Disney announced plans last year for a new, Americana-themed amusement park resort in the gentle countryside outside Washington, including such things as a World War II airdrome and re-enactments of Civil War battles.

But even before the farmland trust became involved, the project was criticized by groups ranging from anti-development forces to history buffs.

Although no similar outcry has arisen, Disney's proposed Disneyland Resort project in Anaheim, centered on a new Westcot internationally themed amusement park, would eat up farmland as well.

Hotels would be built on a Disney-owned strawberry field north of the Disneyland hotel. The company had also made repeated attempts to buy another, larger strawberry field near the existing Disneyland, but the owner refuses to sell.

In Virginia, the trust estimated that there are 6,000 farms making up 1.2 million acres in 12 counties within 40 miles of the Disney site.

In 1987, the land accounted for 14% of the state's farmland, worth $2.6 billion, and $236 million in agricultural production, including 52% of its horses, 48% of its fruit, 19% of its cattle and 15% of its poultry.
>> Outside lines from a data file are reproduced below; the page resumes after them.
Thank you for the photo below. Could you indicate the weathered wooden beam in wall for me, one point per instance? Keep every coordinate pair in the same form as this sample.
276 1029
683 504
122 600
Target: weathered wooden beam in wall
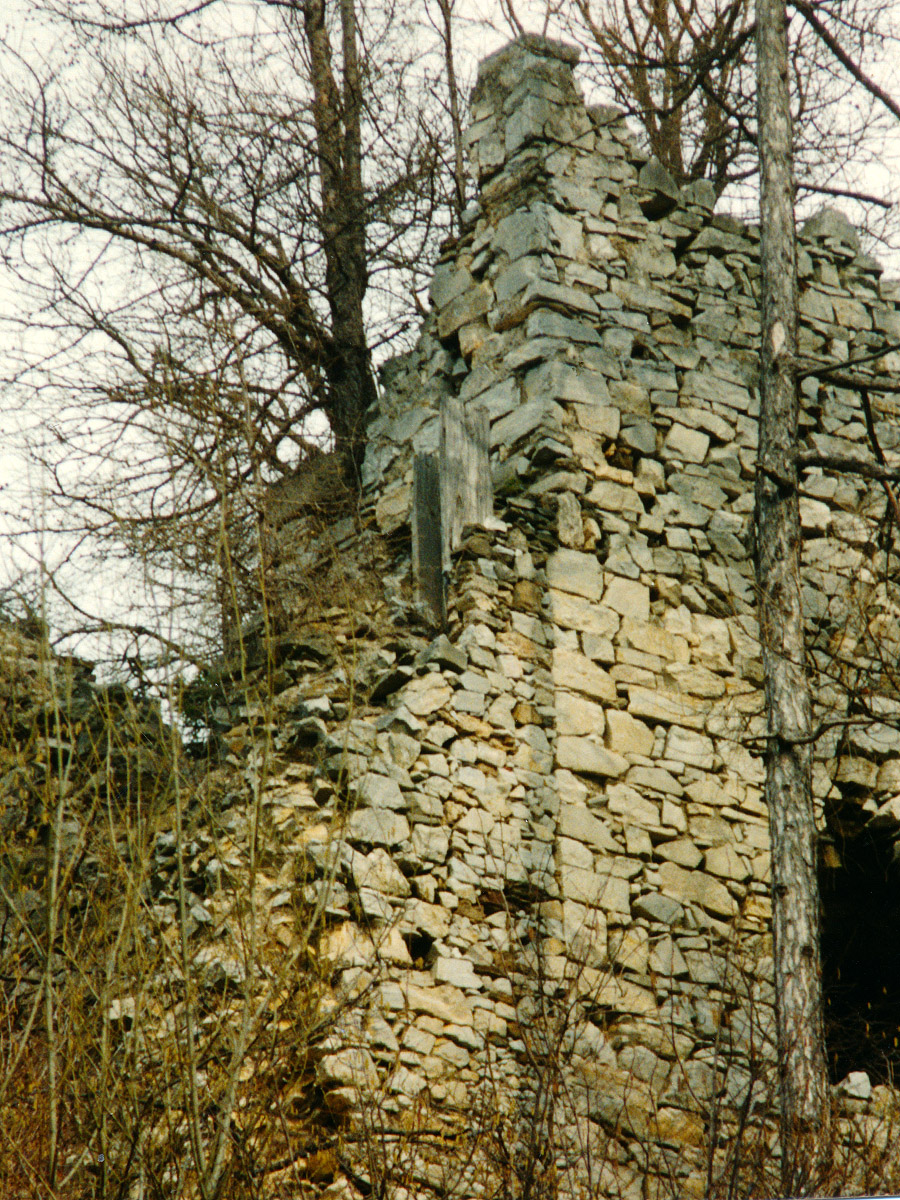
427 537
466 491
451 490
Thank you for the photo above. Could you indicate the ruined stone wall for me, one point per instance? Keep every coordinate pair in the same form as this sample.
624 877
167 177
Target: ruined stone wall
556 826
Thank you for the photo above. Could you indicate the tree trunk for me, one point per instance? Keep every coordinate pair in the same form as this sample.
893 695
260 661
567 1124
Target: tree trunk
337 118
789 757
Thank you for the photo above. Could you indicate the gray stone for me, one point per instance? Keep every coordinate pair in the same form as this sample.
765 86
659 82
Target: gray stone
378 873
828 223
430 843
546 323
654 906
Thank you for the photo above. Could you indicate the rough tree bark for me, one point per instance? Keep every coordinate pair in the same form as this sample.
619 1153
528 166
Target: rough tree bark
337 118
789 756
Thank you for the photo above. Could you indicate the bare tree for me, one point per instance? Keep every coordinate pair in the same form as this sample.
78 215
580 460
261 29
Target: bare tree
214 216
685 72
789 753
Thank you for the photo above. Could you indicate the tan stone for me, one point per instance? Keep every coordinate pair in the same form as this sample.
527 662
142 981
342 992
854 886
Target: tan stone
726 863
589 759
580 673
576 715
615 498
653 640
597 888
444 1002
629 598
681 851
697 888
676 708
579 822
586 616
426 695
625 735
627 802
574 571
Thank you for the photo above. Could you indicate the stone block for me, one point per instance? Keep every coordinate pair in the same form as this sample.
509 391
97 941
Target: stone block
689 445
587 757
615 498
595 888
377 827
586 616
671 708
726 863
379 873
628 803
625 735
697 888
465 309
580 673
577 717
426 694
456 972
681 851
629 598
379 792
579 822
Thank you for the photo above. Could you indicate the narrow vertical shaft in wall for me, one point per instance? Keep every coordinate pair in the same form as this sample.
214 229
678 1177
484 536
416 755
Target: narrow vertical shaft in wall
789 757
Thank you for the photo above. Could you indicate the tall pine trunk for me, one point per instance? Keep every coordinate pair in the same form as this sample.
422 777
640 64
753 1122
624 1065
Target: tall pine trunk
789 757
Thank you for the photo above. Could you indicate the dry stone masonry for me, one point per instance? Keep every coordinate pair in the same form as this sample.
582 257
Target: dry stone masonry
553 828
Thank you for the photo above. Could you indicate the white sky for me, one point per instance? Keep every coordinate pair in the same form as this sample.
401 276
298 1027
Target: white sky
117 589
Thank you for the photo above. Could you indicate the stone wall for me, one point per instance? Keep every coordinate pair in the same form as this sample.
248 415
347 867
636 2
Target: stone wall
555 827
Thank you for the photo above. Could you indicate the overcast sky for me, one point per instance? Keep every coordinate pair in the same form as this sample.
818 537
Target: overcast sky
493 31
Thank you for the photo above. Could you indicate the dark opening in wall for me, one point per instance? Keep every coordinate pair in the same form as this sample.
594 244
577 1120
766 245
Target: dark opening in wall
859 880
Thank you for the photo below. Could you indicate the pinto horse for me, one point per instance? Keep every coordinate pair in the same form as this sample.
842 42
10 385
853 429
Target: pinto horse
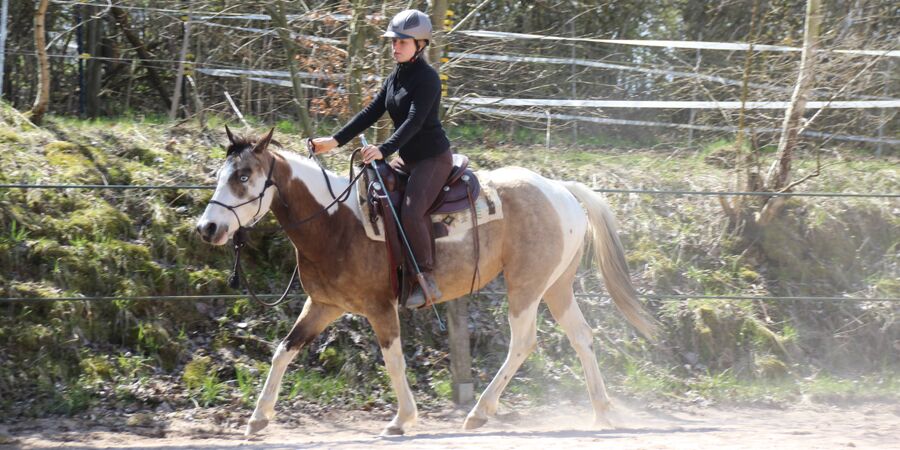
538 245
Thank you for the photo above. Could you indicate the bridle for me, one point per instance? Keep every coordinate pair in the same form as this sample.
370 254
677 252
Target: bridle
240 236
269 183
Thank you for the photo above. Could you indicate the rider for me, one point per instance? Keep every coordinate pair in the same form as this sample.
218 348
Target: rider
412 96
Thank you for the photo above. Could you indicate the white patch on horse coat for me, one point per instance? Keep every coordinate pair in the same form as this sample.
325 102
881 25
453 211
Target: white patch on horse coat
246 214
459 223
572 217
303 169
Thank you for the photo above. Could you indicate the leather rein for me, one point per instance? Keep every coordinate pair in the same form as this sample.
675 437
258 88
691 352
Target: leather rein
240 236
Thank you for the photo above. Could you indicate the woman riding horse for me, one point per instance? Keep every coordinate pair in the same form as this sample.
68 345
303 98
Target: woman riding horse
412 96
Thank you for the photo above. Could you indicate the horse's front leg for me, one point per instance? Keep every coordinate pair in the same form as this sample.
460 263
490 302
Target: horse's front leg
386 325
313 319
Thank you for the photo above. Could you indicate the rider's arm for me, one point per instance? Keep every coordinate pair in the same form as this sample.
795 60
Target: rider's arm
364 119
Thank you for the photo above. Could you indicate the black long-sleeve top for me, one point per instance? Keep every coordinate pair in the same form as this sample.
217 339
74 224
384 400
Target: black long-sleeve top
412 96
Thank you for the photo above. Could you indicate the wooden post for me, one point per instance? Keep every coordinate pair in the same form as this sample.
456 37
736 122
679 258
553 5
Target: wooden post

"This is just one of the most flagrant examples of the threat of unplanned growth that we see all over the country," said trust President Ralph Grossi, comparing rural Virginia to California's Central Valley and South Florida's sugar cane fields, where sprawling suburbs have gobbled up thousands of acres. "Development often causes local leaders to act in too much of a hurry to get these jobs. They don't realize what they are giving up."

Mary Anne Reynolds, spokeswoman for Disney's America, rejected any freeze on the park and resort project.

"Disney and the farmland trust both want responsible growth," Reynolds said, but it is unreasonable for Prince William County to be "held hostage to decisions outside its borders."

While Reynolds said Disney would work with the trust for conservation, she noted that before Disney announced its plans, Prince William's ambitious growth plans already envisioned building on the scale of a new Rosslyn, Ballston or Tysons Corner on vacant land west of Manassas.

Grossi called on Virginia Gov. George Allen and state Agriculture Commissioner Clinton Turner to help the counties create large, new agricultural reserves, zoning easements and tax and other financial incentives for farmers to keep their land rural.

Citing Disney projections that it will employ the equivalent of 2,700 full-time workers and build 2,500 residences and 2 million square feet of offices and shops, Grossi said the project's spinoff growth "will undoubtedly change the face of Northern Virginia."

The trust cited Orange County, Fla., home of Walt Disney World, where it said that from 1969 to 1987 county population doubled while farm acreage fell by a third.